Tenía que defenderte y defenderme a mí misma. Día tras día, tu memoria se derrumbaba como el forjado de la casa deshabitada.

Se derrumbaba y se poblaba de fantasmas.

En un momento dado, entre tú y yo había una gran multitud, vivíamos con esa funesta compañía, poniendo los pies sobre un suelo tan fino y transparente como el hojaldre.

Un par de meses después de la aparición de los extraterrestres llamé al médico y, para no alarmarte, fingí que era para mí.

Aquel día te comportaste de modo absolutamente normal, pusiste la mesa en el cenador del jardín, extendiste un bonito mantel y le ofreciste galletas y té frío al médico, tu viejo amigo. Él, como si nada, te hacía preguntas y tú le respondías contenta; después pasasteis a hablar de las inminentes vacaciones, de uno de sus nietos que estaba por llegar, y del mejor sistema para combatir el pulgón de los rosales, te habían dicho que la manera más económica y eficaz era la de rociarlos con el agua de colillas de cigarrillos remojadas.

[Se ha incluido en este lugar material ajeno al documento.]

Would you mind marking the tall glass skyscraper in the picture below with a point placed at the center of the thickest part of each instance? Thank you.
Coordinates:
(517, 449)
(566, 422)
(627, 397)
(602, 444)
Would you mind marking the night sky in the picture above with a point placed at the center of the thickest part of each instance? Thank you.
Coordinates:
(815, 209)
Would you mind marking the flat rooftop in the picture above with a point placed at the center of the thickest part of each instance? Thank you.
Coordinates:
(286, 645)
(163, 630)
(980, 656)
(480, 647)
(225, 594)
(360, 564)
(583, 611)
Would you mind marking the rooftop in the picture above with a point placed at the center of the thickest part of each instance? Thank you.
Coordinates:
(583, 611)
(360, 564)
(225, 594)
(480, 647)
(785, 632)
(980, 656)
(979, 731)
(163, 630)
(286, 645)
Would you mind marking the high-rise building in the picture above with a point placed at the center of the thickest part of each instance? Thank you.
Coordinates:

«¡Claro!», comentó el médico, «si nos matan a nosotros, también matarán a los pulgones».

Te miraba y me sentía desconcertada. ¿Dónde habían ido a parar los indeseables habitantes de la cocina?

En el fondo del jardín, un mirlo reclamaba con insistencia su territorio, los mosquitos se aglomeraban sobre un parterre particularmente húmedo, mientras la luz del atardecer iluminaba sus alas, transformándolas en esquirlas doradas. Al pasar un ruidoso ciervo volante por encima de la mesa, te levantaste.

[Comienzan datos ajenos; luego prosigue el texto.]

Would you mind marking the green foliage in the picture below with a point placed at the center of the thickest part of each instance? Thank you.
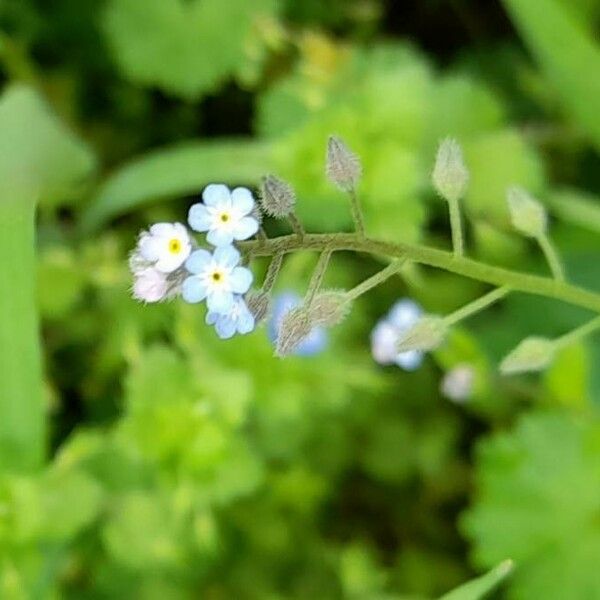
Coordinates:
(537, 501)
(184, 48)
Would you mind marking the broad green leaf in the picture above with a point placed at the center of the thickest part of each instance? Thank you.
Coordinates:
(482, 586)
(39, 159)
(567, 53)
(184, 48)
(538, 492)
(176, 171)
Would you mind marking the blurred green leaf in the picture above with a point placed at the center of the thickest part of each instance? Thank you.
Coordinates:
(567, 52)
(482, 586)
(538, 492)
(176, 171)
(184, 48)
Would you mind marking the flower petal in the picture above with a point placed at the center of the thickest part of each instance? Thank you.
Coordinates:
(240, 280)
(219, 237)
(245, 323)
(215, 194)
(246, 227)
(220, 302)
(193, 290)
(242, 201)
(198, 261)
(226, 256)
(225, 327)
(199, 217)
(162, 229)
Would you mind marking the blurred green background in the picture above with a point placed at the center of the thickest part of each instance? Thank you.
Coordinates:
(163, 463)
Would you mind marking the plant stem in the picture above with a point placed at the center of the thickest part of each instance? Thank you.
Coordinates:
(272, 272)
(551, 257)
(456, 227)
(476, 305)
(296, 224)
(317, 276)
(22, 435)
(376, 279)
(516, 280)
(578, 333)
(357, 217)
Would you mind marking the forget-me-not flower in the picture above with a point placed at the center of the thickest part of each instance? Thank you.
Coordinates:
(238, 320)
(216, 277)
(224, 214)
(314, 343)
(165, 246)
(385, 335)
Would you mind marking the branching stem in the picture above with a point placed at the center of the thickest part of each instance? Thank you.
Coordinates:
(476, 305)
(516, 280)
(551, 257)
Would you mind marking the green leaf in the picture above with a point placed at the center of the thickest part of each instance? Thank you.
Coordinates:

«Os dejo solos un momento, las hortensias tienen sed.»

Te seguimos en silencio con la mirada hasta el grifo; Buck te acompañaba, ladrándole a la manguera negra de plástico que reptaba por el suelo. ¿Jugaba? ¿Creía que te defendía? Quién sabe.

Una vez solos, no me costó convencer al médico de que esa calma, esa normalidad eran sólo aparentes. En las enfermedades que comprometen la memoria y la personalidad -me explicó-, al principio, existe un cierto control; inconscientemente, la persona se esfuerza ante los extraños en mantener el mismo comportamiento de siempre, es como si una especie de extraordinario pudor descendiera sobre ella para protegerla.

Habías tenido un ictus mientras yo estaba en América -¿acaso no me había enterado?, me preguntó él-, probablemente se había producido algún otro episodio isquémico, el cerebro tenía cada vez menos riego, el hipocampo empezaba a fallar; al principio, desaparecían los días, después los meses, los años, las voces y los rostros, era como si se subsiguieran los tsunamis: cada ola se llevaba un detalle, lo arrastraba hasta el mar abierto, al océano, a un lugar del que no era posible regresar. Las pocas cosas que podían resistir, las deformaba la violencia del impacto.

Estabas todavía regando las flores, veíamos tu silueta moverse a contraluz, sumergida en la llovizna luminosa de las gotitas de agua en suspensión.

«¿Se puede curar?», pregunté.

El médico abrió los brazos.

«Poco o nada. Sólo administrarle unos calmantes.»

«¿Y cuánto puede durar?»

«Hasta que el corazón aguante. Parece cruel, pero es así. La cabeza se va y el corazón resiste, puede latir durante años en un cuerpo que es como una concha vacía.»

Cuando acompañé al médico a la puerta, lo saludaste de lejos con la mano abierta, como una niña a punto de irse de excursión con el colegio.